The authors have provided new information in response to the comments. First, I have to mention that the lines with the new information indicated in their response are not correct…I assume that are lines 371-376, 100-107 and 340-342.
We apologize for the confusion, we had different line numbers in alternate versions of the manuscript.
Besides, the authors indicate that the intracellular concentration in bacterial cells is 1/10 of the external value. However, in reference 49, this valued is provided for a experimental value, but is not mentioned in the text that this could be a fixed rule. In fact, alternative, it is mentioned that internal values will be 20 nM in the absence of extracellular hydrogen. I am not qualified to evaluate the mathematical model, but the starting values used in it are questionable.
Thank you for your comment, due to limited intracellular concentrations from bacterioplankton cells, we had to use experimental values.
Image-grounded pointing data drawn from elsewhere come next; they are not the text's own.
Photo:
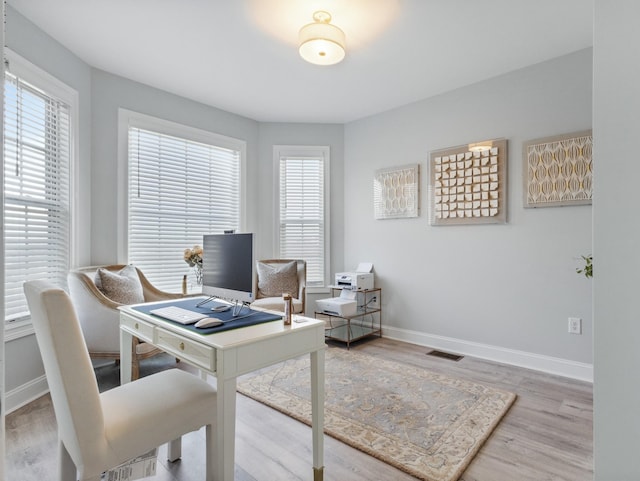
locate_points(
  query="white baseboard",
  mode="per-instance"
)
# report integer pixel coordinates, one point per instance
(552, 365)
(24, 394)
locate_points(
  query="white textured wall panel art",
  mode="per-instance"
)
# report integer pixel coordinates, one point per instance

We have noted that the models would need to be validated as more data becomes available in the end of the conclusion section (Revised lines 384 to 387). We have also addressed your point about the intracellular [H2O2] in revised lines 112 to 115 and 322 to 328.
In conclusion, this new version does not significantly improve the first submission.
Thank you for your comment, we have added more explanations to our conclusions to further reiterate the findings of our work (Revised lines 337 to 371). Unfortunately, we are limited by the lack of intracellular estimates of H2O2 and would have to validate the models as more data becomes available.
Thank you again for taking your time to review our manuscript.
Sincerely,
Naaman Omar.
On behalf of J. Scott P. McCain, Ondřej Prášil and Douglas A. Campbell.